Many doubted McDonald’s ability to reform the sprawling bureaucracy, given the former Procter & Gamble CEO’s lack of experience in health care or government. Despite successes during his tenure at the consumer products giant, critics including hedge fund investor Bill Ackman, said the Cincinnati-based company was inefficient and underperforming under his leadership. McDonald resigned in June 2014.

He came to Washington as someone who has contributed to Republican campaigns in the past. But that does not stop criticism from the political party he supports.

“Our new secretary is not changing the culture of the VA as far as I can see,” Rep. Mike Coffman, R-Colo. said at a hearing last week. “As a military retiree, I’ll continue to fight to make sure our wounded coming back from the battlefield… don’t go into the VA system.”

Others like Garry Augustine – the DAV executive director – think the VA is underfunded by the federal government. Funding for VA discretionary programs is set at $65.1 billion this year, up almost five percent from 2012. A total of $70.2 billion was requested for the 2016 budget.

The money issue is why, when the VA scandals were revealed last year, Augustine wasn’t surprised.

“We saw it coming,” he said. “This was a perfect storm that was developing over many years.”

Contracting veteran health care to the private sector

It should come as no surprise that the former CEO advocates collaboration between private and public sectors, as well as between the VA and government.

“We are very much in favor of veterans being able to use outside care,” McDonald said during a briefing Tuesday at the VA Central Office in Washington. “It’s a shock absorber we need.”

Considerations to privatize veterans health care have met objections from veterans groups, who say the VHA provides quality health care that can’t be replicated outside the system.

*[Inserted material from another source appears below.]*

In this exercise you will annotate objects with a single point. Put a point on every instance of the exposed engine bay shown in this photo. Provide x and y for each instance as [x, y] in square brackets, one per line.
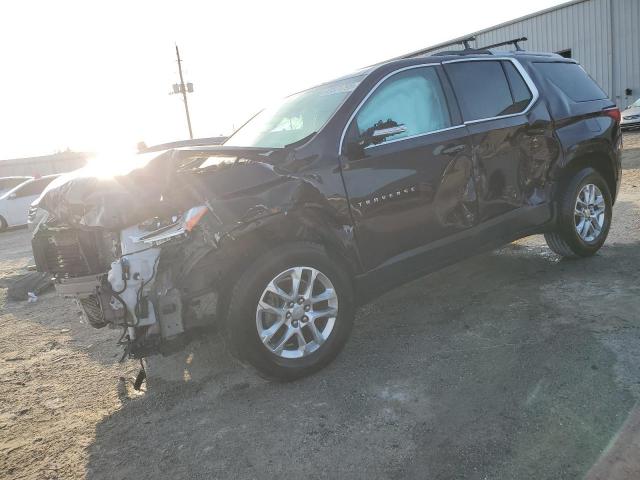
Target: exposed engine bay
[130, 279]
[143, 251]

Last year, the Veterans Access, Choice and Accountability Act, otherwise known as the ‘Choice Act’, was signed into law by Obama. The ‘Choice Card’ allows eligible veterans to seek care outside the VA system if their wait time for an appointment exceeds 30 days, or if they live more than 40 miles away from a VA facility.

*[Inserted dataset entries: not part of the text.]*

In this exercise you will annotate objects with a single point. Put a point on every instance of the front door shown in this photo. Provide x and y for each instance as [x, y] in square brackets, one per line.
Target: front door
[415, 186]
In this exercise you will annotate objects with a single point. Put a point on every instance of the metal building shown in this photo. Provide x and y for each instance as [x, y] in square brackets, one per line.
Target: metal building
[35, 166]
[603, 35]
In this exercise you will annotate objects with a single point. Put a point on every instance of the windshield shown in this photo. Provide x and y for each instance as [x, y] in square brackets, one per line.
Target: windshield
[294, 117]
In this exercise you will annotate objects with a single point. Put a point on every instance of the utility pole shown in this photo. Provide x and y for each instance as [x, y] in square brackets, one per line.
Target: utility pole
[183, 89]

The VA made almost 1.1 million authorizations for veterans to receive care outside the system from June 1 to September 30, 2014 – a nearly 50 percent increase from the same period last year.

Many find the VHA’s lack of transparency in its records troubling. The Congressional Budget Office struggled to compile an accurate report comparing health care costs between the Veterans Health Administration and private sector medical facilities as it had no access to individual VHA patient records. The office thus had to refer to a report from 2004, when researchers had access to said records, said a CBO official.

Nevertheless, for Ann Marie Buerkle, former New York congresswoman and head of the House Veterans’ Affairs subcommittee on health, the Choice Card initiative makes sense.

“It’s a realistic approach,” Buerkle said. “If you can’t get [more staff] you’ve got to partner with private health care because that’s when [the VA] starts to fall through the cracks. It’s smart of [McDonald] to reach out beyond the walls of the VA.”

“This cannot be a success story unless it is a collaborative effort,” Rep. Jeff Miller, R-Fla., chairman of the House Veterans Affairs Committee said.

Proving his critics wrong

Despite criticism of McDonald’s lack of government or healthcare experience, many leaders of government and non-government organizations praise his work thus far.

“I think [McDonald’s business background] is probably what’s needed right now because this is a business,” Augustine said. “It’s big business. It’s the largest integrated healthcare system in America.”

The American Legion – one of the most prominent voices that called for Secretary Shinseki’s resignation – is another McDonald supporter. It cites the recent settlement of the 2011 lawsuit that claimed the VA neglected homeless veterans at its West L.A. campus as one example of McDonald’s significant leadership.

“Eric Shinseki had the same opportunities to cure these problems and did not,” Celli said.

“As a nation, one of our top priorities should be making sure the men and women of the military get what they earned and [what] we promised them when they volunteered to serve,” Buerkle said.